There is a clear difference in taste between tequila that is made from lowland or highland agave plants. Agave plants that are grown in the highlands often have more fruit tastes due to the growing process. The plants are grown on the western side of the hills, allowing the plants to receive the most amount of sunlight throughout the day. These plants are taller, wider, and juicier. Agave that are grown in the lowlands have more earth tastes, and are typically on the smaller side.
It takes at least eight years to make a bottle of tequila, sometimes as long as 20. That's because tequila is not made from the typical grains or fruits most alcoholic beverages are made from. It is distilled from the roasted center (piña) of the blue agave (maguey) plant - the agave tequilana weber azul - one of 136 species of agave that grow in Mexico. Imagine having to plan - and budget - for a product you won't see for perhaps another decade. Imagine having to care for and nurture those agaves from their planting to their harvesting, many years later, without knowing how the market will unfold in the interim, but still having to hire farm workers to weed, prune and maintain the fields.

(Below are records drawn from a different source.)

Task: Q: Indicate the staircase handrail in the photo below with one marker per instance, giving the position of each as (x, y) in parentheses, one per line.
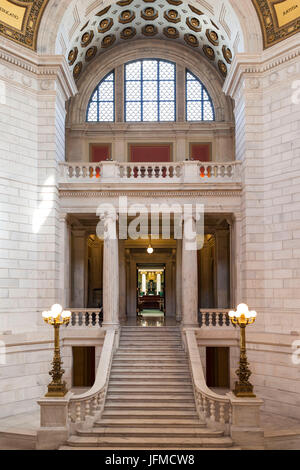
(88, 405)
(213, 408)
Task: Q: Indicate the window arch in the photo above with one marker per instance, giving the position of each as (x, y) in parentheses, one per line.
(150, 91)
(101, 107)
(199, 105)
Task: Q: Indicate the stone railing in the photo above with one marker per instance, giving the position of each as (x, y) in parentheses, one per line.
(86, 317)
(85, 408)
(213, 409)
(186, 172)
(211, 317)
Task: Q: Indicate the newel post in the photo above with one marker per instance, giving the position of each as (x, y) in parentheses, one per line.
(245, 426)
(54, 423)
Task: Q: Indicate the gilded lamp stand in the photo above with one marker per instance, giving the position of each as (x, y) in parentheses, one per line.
(242, 317)
(56, 317)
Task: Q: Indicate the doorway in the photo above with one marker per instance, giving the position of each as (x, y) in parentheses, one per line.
(150, 298)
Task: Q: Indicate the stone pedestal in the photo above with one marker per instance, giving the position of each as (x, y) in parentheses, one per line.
(245, 428)
(122, 282)
(79, 258)
(222, 268)
(178, 280)
(54, 430)
(189, 281)
(110, 273)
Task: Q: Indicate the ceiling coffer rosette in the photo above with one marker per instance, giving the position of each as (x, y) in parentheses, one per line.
(171, 20)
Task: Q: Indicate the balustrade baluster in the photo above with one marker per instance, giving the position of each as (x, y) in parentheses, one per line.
(222, 413)
(78, 412)
(212, 410)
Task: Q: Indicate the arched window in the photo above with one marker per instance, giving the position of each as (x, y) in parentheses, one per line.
(101, 107)
(199, 106)
(150, 90)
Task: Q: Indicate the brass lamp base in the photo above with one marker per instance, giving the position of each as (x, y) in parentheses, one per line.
(244, 390)
(57, 390)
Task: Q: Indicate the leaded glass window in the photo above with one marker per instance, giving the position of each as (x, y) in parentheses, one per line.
(199, 106)
(101, 107)
(150, 90)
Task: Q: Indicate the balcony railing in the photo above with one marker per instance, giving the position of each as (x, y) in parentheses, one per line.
(186, 172)
(86, 317)
(213, 317)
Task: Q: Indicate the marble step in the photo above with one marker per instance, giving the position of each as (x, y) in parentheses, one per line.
(149, 414)
(120, 374)
(153, 405)
(154, 431)
(160, 384)
(150, 389)
(142, 362)
(145, 423)
(146, 366)
(159, 443)
(150, 355)
(145, 448)
(136, 397)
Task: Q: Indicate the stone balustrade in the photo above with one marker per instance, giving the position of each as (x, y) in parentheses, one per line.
(86, 407)
(211, 317)
(87, 317)
(213, 409)
(186, 172)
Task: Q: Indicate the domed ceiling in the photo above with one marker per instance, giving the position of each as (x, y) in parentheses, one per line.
(171, 20)
(279, 19)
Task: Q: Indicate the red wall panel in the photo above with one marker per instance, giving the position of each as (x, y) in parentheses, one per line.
(201, 152)
(150, 153)
(99, 152)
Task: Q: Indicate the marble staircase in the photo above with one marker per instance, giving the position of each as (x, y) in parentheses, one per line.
(150, 401)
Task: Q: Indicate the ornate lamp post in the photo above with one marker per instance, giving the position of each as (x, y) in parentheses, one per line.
(56, 317)
(242, 317)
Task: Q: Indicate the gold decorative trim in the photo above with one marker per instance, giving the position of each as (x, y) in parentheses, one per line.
(90, 53)
(279, 19)
(149, 13)
(128, 33)
(149, 30)
(72, 56)
(126, 16)
(105, 25)
(172, 16)
(150, 194)
(21, 26)
(213, 37)
(171, 32)
(209, 52)
(194, 24)
(108, 40)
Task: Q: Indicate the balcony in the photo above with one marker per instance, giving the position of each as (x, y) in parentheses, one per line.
(186, 174)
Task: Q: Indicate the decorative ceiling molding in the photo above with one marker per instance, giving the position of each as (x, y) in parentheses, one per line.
(279, 19)
(20, 20)
(137, 19)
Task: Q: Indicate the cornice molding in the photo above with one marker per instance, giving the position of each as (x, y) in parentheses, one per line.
(259, 64)
(150, 194)
(43, 67)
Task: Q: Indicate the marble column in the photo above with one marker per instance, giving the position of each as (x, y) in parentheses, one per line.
(189, 280)
(122, 282)
(65, 261)
(222, 268)
(110, 272)
(178, 280)
(79, 266)
(236, 261)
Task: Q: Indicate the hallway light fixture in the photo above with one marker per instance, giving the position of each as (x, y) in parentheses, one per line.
(56, 317)
(150, 249)
(243, 317)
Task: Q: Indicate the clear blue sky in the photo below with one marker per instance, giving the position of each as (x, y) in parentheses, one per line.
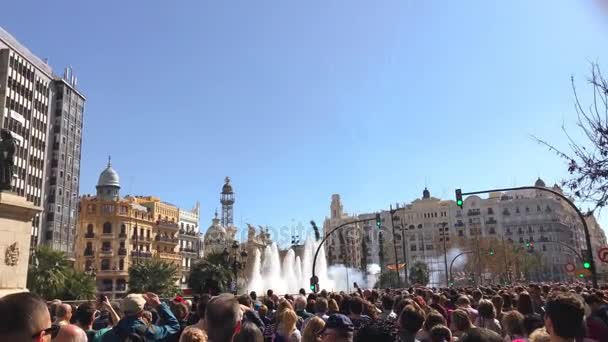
(296, 101)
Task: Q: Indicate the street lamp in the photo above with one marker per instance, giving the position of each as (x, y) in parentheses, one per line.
(236, 260)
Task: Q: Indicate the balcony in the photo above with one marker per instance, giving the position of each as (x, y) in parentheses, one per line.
(165, 224)
(141, 254)
(106, 251)
(166, 239)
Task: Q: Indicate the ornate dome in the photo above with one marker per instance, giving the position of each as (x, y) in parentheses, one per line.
(426, 193)
(109, 177)
(227, 188)
(540, 183)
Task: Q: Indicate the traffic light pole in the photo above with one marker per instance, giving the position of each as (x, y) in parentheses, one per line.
(314, 261)
(580, 215)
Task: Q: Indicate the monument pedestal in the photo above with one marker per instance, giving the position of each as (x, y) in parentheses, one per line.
(16, 216)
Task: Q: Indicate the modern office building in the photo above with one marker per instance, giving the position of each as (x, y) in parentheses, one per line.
(63, 165)
(44, 112)
(25, 105)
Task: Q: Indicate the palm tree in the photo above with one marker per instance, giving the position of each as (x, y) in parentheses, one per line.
(154, 275)
(47, 275)
(210, 275)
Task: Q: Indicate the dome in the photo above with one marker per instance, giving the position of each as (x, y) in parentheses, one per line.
(426, 193)
(539, 182)
(109, 177)
(227, 188)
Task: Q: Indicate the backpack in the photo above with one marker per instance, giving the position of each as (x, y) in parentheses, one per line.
(138, 336)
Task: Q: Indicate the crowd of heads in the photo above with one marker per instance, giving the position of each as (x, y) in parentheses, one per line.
(535, 313)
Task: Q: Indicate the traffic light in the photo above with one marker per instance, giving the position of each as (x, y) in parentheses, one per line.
(459, 201)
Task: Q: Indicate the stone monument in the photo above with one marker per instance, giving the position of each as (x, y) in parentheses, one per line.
(16, 215)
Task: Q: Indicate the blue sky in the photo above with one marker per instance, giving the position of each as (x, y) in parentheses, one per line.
(299, 100)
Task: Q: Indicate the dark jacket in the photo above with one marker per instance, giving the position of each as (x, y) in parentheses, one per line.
(133, 325)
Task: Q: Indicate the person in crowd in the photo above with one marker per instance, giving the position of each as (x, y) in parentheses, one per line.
(388, 302)
(356, 313)
(70, 333)
(440, 333)
(464, 303)
(249, 314)
(312, 328)
(25, 317)
(597, 322)
(480, 335)
(200, 312)
(461, 323)
(332, 307)
(487, 316)
(498, 303)
(195, 335)
(222, 316)
(513, 326)
(320, 311)
(286, 330)
(249, 332)
(132, 324)
(539, 335)
(410, 322)
(564, 313)
(432, 319)
(338, 328)
(63, 314)
(377, 331)
(300, 306)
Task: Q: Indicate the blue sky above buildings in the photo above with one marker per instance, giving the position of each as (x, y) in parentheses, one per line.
(296, 101)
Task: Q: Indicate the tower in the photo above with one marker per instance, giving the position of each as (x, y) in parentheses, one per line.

A one-liter bottle of limited-edition premium tequila was sold for $225,000 in July 2006 in Tequila, Jalisco, by the company Tequila Ley .925. The bottle which contains the tequila is a two-kilo display of platinum and gold. The manufacturer has received the Certificate from Guinness World Records for the most expensive bottle of spirit ever sold. While the bottle is impressive, my immediate thoughts were, "How does the tequila taste?" I'll use our favorite restaurant line here and embellish, "You can't eat the decor, nor can a fancy bottle make its contents quality."
In 2008, Mexican scientists discovered a method to transform 80 proof (40% alcohol) tequila into diamonds. This process involves heating the tequila to over 1,400 degrees F to vaporize the tequila. The tequila particles are cooled, and settle upon steel or silicon trays in an even, pure layer. The results are hoped to have numerous commercial and industrial applications, but are far too small for use in jewelry.
It is also a common misconception that all tequilas contain a 'worm' in the bottle. Only certain mezcals, usually from the state of Oaxaca, are ever sold con gusano. Renown tequila expert Tomas Estes (see this month's Special Feature ) suggests that the practice may have first been practiced as a way for tequila makers to show the quality and proof of their product, in that a larve could be sustained by the proper alcohol content. Recent use of this practice probably began, or was resumed, as a marketing gimmick in the 1940s. The worm is actually the larval form of the moth Hypopta agavis that lives on the agave plant. Finding one in the plant during processing indicates an infestation and, correspondingly, probably a lower quality product.